The Post was unable to reach the Cameroon Embassy in Washington for comment, but Issa Tchiroma Bakary, a spokesman for the Cameroonian government, told reporters this week, that “the video … is nothing but an unfortunate attempt to distort actual facts and intoxicate the public."
“Its sincerity can be easily questioned,” he said of the video, calling it “fake news.” Reuters reported that Bakary also said the weapons and uniforms did not line up with those worn by soldiers in Cameroon's far north region.
The Cameroonian government said it would carry out an investigation, but Amnesty International has expressed fears it will not be impartial as the government has already not dismissed the video as not depicting their soldiers. In its statement this week, Amnesty also said that “both the weapons and uniforms of the soldiers in the video are indicative of the Cameroon army.”
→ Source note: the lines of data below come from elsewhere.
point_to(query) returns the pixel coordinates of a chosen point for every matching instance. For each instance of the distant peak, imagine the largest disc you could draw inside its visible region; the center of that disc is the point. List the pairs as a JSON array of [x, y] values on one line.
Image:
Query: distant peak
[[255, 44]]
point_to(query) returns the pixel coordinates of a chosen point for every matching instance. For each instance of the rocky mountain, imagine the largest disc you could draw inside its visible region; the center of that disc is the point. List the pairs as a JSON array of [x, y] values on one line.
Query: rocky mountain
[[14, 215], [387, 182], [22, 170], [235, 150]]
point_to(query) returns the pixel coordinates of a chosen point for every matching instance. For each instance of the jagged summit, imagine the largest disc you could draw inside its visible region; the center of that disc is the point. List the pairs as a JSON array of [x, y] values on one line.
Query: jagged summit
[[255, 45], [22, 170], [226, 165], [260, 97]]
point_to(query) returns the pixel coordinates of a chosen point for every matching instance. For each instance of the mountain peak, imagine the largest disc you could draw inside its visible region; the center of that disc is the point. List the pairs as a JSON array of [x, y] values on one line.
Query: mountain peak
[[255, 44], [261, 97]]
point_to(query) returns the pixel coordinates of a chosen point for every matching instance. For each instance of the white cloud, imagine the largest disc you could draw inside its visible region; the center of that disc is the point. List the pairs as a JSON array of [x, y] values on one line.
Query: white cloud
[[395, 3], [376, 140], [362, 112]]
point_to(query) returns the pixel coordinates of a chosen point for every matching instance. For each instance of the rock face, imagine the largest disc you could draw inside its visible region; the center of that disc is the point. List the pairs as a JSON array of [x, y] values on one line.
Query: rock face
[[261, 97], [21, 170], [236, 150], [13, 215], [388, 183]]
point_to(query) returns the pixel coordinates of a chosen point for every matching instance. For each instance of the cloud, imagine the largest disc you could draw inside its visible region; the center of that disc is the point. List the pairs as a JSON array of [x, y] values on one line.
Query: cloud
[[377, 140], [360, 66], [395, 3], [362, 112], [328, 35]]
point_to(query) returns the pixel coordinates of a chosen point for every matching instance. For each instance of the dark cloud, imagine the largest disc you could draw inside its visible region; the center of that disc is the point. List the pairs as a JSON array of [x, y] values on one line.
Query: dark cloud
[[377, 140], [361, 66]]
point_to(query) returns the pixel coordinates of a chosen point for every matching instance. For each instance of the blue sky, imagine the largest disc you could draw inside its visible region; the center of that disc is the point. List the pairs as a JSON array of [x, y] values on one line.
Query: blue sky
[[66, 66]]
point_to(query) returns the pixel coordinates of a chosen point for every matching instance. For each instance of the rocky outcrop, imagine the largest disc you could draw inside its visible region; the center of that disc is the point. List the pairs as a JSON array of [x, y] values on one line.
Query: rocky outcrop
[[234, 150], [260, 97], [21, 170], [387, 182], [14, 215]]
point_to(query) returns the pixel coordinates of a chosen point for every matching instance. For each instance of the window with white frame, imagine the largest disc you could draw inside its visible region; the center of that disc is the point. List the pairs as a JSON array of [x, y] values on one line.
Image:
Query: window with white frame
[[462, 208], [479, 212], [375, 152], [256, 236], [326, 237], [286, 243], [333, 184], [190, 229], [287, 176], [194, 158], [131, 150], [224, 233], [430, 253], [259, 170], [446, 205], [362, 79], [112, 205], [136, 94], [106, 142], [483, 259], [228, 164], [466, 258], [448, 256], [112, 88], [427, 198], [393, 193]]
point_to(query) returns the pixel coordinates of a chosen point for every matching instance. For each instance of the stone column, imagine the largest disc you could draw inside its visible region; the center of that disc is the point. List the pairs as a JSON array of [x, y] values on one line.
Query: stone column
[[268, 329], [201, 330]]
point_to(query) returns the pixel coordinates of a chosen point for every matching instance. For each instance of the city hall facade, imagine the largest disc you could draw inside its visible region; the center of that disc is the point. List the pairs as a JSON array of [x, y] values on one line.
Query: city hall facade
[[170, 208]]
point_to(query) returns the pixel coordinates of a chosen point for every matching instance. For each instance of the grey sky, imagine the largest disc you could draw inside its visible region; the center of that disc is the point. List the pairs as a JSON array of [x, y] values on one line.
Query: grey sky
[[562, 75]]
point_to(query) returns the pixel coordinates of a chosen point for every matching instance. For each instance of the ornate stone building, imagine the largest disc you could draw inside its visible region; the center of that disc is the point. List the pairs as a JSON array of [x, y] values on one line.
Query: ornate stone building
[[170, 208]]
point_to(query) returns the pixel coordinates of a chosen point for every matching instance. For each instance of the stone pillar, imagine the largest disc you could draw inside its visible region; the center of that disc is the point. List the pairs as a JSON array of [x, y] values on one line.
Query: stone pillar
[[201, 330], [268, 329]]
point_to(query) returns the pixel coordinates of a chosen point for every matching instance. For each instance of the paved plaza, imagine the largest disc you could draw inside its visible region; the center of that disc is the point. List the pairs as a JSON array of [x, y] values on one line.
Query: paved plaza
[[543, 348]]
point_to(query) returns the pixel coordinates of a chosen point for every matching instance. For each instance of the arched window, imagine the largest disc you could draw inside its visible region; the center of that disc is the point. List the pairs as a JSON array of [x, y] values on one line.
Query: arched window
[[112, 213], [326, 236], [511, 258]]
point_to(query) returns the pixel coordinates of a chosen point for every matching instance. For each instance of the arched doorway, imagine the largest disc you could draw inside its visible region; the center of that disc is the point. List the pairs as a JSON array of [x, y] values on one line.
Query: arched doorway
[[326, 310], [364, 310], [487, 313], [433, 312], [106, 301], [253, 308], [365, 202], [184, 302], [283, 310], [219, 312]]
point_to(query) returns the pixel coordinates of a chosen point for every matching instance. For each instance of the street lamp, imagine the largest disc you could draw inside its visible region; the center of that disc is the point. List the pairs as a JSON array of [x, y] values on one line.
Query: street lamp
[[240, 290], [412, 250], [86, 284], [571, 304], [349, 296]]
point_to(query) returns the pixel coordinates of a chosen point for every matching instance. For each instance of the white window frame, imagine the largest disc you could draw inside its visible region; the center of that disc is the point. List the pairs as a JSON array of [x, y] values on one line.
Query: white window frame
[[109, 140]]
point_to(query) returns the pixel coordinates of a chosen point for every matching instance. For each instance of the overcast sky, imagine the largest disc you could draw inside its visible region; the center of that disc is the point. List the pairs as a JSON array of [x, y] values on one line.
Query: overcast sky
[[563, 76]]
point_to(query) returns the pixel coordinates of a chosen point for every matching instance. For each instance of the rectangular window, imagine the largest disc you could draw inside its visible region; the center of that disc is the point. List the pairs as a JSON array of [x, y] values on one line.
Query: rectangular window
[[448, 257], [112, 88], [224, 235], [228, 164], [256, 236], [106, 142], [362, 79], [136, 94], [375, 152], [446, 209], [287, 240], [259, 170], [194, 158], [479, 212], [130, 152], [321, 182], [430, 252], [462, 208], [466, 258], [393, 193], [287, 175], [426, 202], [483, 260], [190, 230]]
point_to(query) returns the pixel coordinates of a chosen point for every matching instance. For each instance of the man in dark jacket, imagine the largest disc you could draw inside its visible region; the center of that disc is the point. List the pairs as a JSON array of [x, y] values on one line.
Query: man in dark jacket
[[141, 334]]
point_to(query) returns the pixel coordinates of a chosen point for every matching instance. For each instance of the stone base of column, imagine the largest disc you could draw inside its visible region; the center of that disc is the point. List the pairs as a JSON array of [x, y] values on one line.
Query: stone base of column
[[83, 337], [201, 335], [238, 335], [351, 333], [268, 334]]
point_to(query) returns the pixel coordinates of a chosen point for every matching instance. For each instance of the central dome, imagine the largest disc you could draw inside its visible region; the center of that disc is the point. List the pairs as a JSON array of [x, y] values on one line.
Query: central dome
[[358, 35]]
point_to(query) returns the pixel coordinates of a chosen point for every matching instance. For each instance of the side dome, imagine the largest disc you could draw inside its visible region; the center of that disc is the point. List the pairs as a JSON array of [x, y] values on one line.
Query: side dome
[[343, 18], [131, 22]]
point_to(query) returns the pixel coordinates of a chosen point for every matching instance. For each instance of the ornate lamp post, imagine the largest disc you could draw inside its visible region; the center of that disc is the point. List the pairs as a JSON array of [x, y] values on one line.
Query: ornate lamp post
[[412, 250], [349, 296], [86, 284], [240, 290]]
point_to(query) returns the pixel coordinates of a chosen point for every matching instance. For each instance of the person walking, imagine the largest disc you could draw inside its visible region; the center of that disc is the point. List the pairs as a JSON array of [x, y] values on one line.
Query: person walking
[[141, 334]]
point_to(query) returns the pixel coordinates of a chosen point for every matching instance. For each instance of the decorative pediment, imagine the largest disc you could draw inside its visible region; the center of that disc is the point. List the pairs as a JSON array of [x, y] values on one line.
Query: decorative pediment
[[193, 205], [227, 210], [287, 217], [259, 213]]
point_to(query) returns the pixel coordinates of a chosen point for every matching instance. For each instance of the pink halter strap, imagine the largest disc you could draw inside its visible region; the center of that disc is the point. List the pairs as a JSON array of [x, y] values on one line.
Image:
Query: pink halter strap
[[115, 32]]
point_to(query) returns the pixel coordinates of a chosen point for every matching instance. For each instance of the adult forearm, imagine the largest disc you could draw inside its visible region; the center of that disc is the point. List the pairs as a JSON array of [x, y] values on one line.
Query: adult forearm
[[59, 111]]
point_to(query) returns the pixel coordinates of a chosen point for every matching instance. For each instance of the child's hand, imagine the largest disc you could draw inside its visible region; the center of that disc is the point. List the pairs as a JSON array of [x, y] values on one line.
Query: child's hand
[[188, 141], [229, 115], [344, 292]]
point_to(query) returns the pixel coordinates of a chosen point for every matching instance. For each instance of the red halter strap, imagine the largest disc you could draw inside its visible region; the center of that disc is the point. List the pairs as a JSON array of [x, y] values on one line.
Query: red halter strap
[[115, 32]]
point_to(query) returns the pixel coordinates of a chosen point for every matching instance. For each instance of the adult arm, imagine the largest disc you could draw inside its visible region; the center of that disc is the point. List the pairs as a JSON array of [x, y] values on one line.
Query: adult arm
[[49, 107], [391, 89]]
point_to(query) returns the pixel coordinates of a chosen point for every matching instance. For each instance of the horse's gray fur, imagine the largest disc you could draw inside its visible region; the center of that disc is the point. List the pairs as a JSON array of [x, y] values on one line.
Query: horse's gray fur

In a phone call with The Post, Ilaria Allegrozzi, Amnesty International's Lake Chad researcher who covers Cameroon, said there are a number of key details that make the human rights group think the video was recorded in Cameroon and features Cameroonian soldiers as the perpetrators. She said in addition to their analysis of the uniforms and weapons, “the landscape really meshes” with scrubland in northern Cameroon, and the armed men are heard speaking Cameroonian-accented French. She said they accuse the women in the video of belonging to B.H., a common nickname in the region for Boko Haram.
“It's one of the worst videos I've ever watched, and I've watched many videos coming from perpetrators in the Boko Haram conflict, but this is really shocking,” she said. “Two kids are killed — one baby boy and one girl maybe 6 or 7 years old maximum.”
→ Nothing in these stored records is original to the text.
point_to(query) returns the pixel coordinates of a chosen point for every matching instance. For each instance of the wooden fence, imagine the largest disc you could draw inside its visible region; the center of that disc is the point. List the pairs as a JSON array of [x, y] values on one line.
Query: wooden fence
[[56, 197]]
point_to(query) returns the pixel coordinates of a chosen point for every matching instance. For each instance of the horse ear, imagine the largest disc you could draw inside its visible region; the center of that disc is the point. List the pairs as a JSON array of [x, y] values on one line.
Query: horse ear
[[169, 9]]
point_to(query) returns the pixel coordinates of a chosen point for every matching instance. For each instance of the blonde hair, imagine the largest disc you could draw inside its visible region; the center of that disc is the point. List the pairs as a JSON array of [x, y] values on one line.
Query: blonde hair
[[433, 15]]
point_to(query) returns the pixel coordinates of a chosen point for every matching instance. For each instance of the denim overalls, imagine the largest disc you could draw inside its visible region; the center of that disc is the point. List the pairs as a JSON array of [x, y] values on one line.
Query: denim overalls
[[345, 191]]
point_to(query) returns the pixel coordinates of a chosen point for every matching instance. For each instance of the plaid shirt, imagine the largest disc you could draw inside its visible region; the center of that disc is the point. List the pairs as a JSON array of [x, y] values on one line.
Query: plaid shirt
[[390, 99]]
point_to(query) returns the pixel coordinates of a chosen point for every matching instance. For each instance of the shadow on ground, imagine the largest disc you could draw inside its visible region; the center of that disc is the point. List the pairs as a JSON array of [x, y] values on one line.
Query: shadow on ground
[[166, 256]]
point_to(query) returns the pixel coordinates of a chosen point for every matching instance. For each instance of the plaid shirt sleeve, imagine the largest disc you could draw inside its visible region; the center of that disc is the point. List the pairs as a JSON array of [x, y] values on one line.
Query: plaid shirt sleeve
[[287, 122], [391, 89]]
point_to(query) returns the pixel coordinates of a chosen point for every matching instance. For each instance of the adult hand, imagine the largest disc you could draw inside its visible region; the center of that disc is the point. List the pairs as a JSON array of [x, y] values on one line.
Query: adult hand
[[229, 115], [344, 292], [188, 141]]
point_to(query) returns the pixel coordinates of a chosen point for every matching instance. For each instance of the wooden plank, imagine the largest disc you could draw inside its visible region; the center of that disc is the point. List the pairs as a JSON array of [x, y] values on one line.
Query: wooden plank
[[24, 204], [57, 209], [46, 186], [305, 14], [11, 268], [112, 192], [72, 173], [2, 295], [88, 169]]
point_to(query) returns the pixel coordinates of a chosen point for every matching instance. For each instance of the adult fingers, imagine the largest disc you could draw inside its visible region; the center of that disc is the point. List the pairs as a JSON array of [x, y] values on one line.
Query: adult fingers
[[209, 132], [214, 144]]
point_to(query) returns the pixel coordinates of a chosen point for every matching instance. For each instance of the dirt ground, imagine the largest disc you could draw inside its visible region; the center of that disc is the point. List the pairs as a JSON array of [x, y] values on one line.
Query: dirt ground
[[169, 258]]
A presidential election is scheduled in Cameroon for October, and this week, longtime President Paul Biya announced he will run for a seventh term. Biya, 85, has been in office since 1982. Lately, the military has been struggling against extremists in the country's far north and against separatists in Cameroon's Anglophone regions.
Amnesty International has on other occasions accused authorities in Cameroon of abusing civilians in its fight against Boko Haram extremists. Last year, the group released a report documenting the arbitrary arrests and torture of civilians by authorities in northern Cameroon.
Allegrozzi said in relation to the execution video, “this dismissal by the Cameroonian authorities is pretty concerning.
“They said they'd open an investigation and already dismissed it as fake news without proving anything,” she said. “What we have seen in Cameroon is a climate of total impunity where any crime can be committed and no one will be held accountable.”